You don't have to be a certified tree hugger to feel the pain of destruction being inflicted on area forests by the emerald ash borer. In just two of Lucas County's metroparks, the full extent of the damage wrought by the voracious beetle is unfolding this spring with stunning clarity, and the picture is a brutal one.
At Pearson Metropark on the east side, 2,000 trees - an incredible one of every three - will fall to the chainsaw by the end of the year. Oak Openings Metropark will lose 20,000, although the impact won't be as noticeable because of the park's diverse forestry and sheer size.
Overall, Ohio is expected to lose tens of thousands of the trees, mostly in our area, while the toll in Michigan already is in the millions. The threat is greatest in Ohio, which has 3.8 billion ash trees.
Ironically, many ash trees were planted after the demise of the American elm from Dutch elm disease, which swept this country from the 1930s to the 1960s. The culprit this time is an insect that forestry experts believe made its way to southeast Michigan in a shipping crate from Asia in the 1990s.
Insecticides alone cannot do the job. Getting rid of the borer effectively requires cutting down all healthy ash trees within a half-mile of infested ones. As much as we would wish it, there is no magic potion to protect them.

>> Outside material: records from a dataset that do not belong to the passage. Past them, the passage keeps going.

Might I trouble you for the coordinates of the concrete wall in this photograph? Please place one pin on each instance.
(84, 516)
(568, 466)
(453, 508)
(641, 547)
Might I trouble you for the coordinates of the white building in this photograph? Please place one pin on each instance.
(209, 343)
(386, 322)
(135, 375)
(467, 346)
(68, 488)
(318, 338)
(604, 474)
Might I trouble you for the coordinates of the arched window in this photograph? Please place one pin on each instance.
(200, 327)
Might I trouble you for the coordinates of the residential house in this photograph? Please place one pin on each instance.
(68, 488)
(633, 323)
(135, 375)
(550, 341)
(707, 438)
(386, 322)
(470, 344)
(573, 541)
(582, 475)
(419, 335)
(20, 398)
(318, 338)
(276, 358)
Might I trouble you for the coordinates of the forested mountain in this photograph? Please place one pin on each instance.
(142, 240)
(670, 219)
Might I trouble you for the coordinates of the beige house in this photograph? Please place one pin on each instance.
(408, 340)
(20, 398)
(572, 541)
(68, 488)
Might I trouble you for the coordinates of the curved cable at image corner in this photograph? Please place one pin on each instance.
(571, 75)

Trees, of course, are one of nature's wonders that many of us scarcely notice until they've dwindled away.
Perhaps most important to mankind, forests make life as we know it possible by creating oxygen through photosynthesis and absorbing carbon dioxide. They shelter wildlife, they anchor topsoil against erosion, they provide food, medicines, fuel, fiber, and building materials.
As foresters battle the borer's destruction, we can only urge that planting programs be instituted to replace, at least in some measure, what has been lost. This time, though, the aim should be a diversity of tree species to forestall a similar ecological calamity in the future.